OUTRO DIA
OUTRO DIA
Quando o mundo abriu as portas pra mim, tomei o sol, o vento e decidi caminhar em frente, lentamente. Os impulsos da juventude me diziam que deveria correr, mas decidi olhar a paisagem, conhecer o caminho, enquanto conhecia.
A corrida louca não era dita pela boca e nem os pés descreviam. Era na minha cabeça, o campo de guerra aonde tudo acontecia. Enquanto outros dormiam, eu vigiava, estudava, me cobrava e me vencia.
Me doei mais para outras pessoas que pra mim. Fiz promessas que nunca cumpri, mas que nunca foram esquecidas. Certa vez prometi um chapéu de massa para meu avô paterno. Não pude comprá-lo. Que me importa agora se posso comprar uma dúzia deles se ele já não pode mais usá-lo?
Prometi a restauração da saúde da minha tia Pepê. Mas a realidade me disse: deixa de tolice! Você é matemático, não é médico, e tampouco Deus. Prometi à minha avó materna e a meu avô “João Mourão” que eles não trabalhariam mais na roça, pois seria “doutor” e os manteria no conforto e na fartura. A fatura era alta demais. Não pude pagar, ainda que Doutor me tornasse tempos depois, quando eles não mais precisavam.
Prometi amor eterno e agora percebo que nunca pude me amar tanto quanto gostaria de amar outras pessoas. Ainda assim sei que faço isso. Minha esposa, filhos, netos, irmãos e muita gente que não é nem parente, sente isso.
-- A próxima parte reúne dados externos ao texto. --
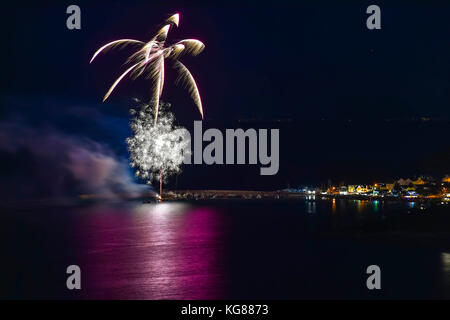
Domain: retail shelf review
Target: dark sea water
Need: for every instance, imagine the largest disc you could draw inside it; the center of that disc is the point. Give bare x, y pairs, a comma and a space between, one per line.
301, 249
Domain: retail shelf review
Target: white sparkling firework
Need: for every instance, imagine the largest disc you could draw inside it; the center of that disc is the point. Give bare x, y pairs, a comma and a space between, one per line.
149, 60
156, 150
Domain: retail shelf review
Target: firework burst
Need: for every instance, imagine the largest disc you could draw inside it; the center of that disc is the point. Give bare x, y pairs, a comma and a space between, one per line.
150, 59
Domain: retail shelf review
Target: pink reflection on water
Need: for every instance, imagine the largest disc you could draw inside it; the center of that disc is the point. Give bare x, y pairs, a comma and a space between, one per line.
164, 251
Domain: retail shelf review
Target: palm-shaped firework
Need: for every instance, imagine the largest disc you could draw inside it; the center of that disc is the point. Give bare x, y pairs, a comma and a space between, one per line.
150, 61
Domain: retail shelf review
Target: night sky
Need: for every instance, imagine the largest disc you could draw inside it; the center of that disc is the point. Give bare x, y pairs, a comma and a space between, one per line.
348, 101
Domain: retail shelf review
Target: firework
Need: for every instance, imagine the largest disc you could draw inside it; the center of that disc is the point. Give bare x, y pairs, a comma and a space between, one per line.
156, 149
150, 59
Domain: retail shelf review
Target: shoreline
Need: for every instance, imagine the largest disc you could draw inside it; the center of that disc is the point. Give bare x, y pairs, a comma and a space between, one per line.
279, 195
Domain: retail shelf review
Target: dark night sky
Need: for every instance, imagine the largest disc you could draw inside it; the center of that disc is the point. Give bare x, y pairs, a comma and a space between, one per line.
303, 61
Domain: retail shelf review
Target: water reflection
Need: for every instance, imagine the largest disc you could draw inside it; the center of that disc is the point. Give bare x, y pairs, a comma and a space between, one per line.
163, 251
311, 206
445, 262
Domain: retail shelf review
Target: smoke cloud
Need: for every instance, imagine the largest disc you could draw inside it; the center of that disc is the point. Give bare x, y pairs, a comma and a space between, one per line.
43, 162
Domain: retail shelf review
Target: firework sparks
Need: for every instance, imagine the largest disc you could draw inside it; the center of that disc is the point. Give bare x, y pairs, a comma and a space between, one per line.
156, 150
150, 59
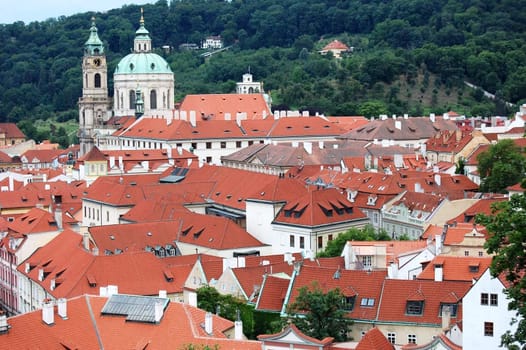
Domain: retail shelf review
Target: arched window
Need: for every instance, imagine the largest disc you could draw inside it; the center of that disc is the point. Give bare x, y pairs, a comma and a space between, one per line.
153, 99
97, 80
132, 99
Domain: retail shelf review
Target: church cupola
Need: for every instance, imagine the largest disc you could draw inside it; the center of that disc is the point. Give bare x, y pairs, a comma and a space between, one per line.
142, 41
93, 46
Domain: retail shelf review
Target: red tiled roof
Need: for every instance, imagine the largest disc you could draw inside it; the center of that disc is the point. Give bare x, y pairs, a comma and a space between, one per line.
11, 130
396, 294
364, 285
335, 45
87, 328
455, 268
214, 106
374, 340
272, 294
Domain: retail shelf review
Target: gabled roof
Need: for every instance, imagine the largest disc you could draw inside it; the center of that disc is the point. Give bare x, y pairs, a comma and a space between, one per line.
272, 293
215, 106
11, 130
365, 286
319, 207
396, 294
456, 268
414, 128
86, 327
374, 339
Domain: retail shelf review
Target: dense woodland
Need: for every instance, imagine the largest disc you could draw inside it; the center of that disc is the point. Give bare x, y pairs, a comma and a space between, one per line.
410, 56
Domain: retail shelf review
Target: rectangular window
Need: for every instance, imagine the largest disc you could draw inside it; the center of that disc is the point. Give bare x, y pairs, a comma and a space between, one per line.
367, 261
488, 329
484, 300
391, 337
493, 299
452, 309
414, 308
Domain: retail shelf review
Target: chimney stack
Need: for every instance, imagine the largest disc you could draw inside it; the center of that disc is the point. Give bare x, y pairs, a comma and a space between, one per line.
47, 312
62, 306
208, 323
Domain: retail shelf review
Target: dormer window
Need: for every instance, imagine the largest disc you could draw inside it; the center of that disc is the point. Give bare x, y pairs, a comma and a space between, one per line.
414, 308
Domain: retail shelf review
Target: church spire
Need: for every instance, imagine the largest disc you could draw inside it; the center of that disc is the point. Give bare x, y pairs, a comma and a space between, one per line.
142, 41
93, 46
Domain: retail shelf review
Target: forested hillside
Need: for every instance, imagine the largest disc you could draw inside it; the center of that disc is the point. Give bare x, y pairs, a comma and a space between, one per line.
410, 56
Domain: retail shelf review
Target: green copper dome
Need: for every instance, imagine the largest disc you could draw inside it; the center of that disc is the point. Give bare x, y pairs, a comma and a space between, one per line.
93, 46
142, 63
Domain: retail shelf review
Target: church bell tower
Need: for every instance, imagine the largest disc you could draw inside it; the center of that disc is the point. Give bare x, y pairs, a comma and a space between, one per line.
94, 105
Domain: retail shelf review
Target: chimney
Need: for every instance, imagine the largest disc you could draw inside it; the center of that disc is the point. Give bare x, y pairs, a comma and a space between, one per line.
438, 179
58, 217
208, 323
47, 312
159, 311
192, 299
4, 327
192, 119
238, 330
438, 244
85, 240
308, 147
439, 273
446, 316
62, 306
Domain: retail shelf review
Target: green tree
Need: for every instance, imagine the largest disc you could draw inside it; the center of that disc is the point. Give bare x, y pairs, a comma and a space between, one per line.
500, 166
507, 233
320, 314
368, 233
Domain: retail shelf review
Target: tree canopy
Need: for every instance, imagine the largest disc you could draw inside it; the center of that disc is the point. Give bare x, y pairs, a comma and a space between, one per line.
502, 165
407, 64
319, 314
507, 233
368, 233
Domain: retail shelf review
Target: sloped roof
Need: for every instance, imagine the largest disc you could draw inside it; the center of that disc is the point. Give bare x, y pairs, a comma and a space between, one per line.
364, 285
319, 207
335, 45
87, 328
11, 130
272, 294
414, 128
456, 268
374, 340
396, 294
214, 106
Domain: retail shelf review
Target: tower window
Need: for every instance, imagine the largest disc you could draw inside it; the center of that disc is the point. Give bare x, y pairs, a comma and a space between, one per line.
97, 80
132, 99
153, 99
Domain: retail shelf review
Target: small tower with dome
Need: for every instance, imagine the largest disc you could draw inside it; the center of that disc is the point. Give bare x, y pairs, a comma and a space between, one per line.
94, 105
147, 72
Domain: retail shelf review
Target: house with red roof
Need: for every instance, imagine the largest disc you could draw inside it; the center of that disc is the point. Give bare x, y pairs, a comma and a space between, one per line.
121, 321
409, 212
486, 316
455, 268
10, 134
293, 217
452, 145
336, 47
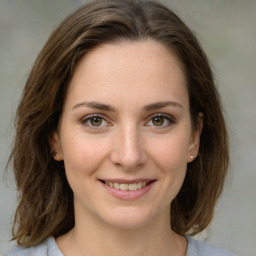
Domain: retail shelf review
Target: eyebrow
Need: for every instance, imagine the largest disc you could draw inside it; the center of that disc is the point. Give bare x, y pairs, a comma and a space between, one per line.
149, 107
95, 105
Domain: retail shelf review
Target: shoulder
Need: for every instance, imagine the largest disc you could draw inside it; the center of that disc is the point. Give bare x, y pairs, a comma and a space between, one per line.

Eu os amo tão intensamente que não sou capaz de me amar tanto assim.
Muita gente pode achar que não há tanto amor em mim. Eu concordo com elas, sim, pois que sou o mais intransigente crítico de mim. Meu lado visceral, de violento animal se manifesta quando percebo que minha única arma para combater o mal, a desigualdade social, a pobreza, a fome abissal, é minha arredia poesia.
Amanhã será outro dia. Terei mais uma oportunidade para agradecer ao sol, ao vento e às estradas que ainda posso pagar as minhas contas, mesmo que as forças já estejam minguadas.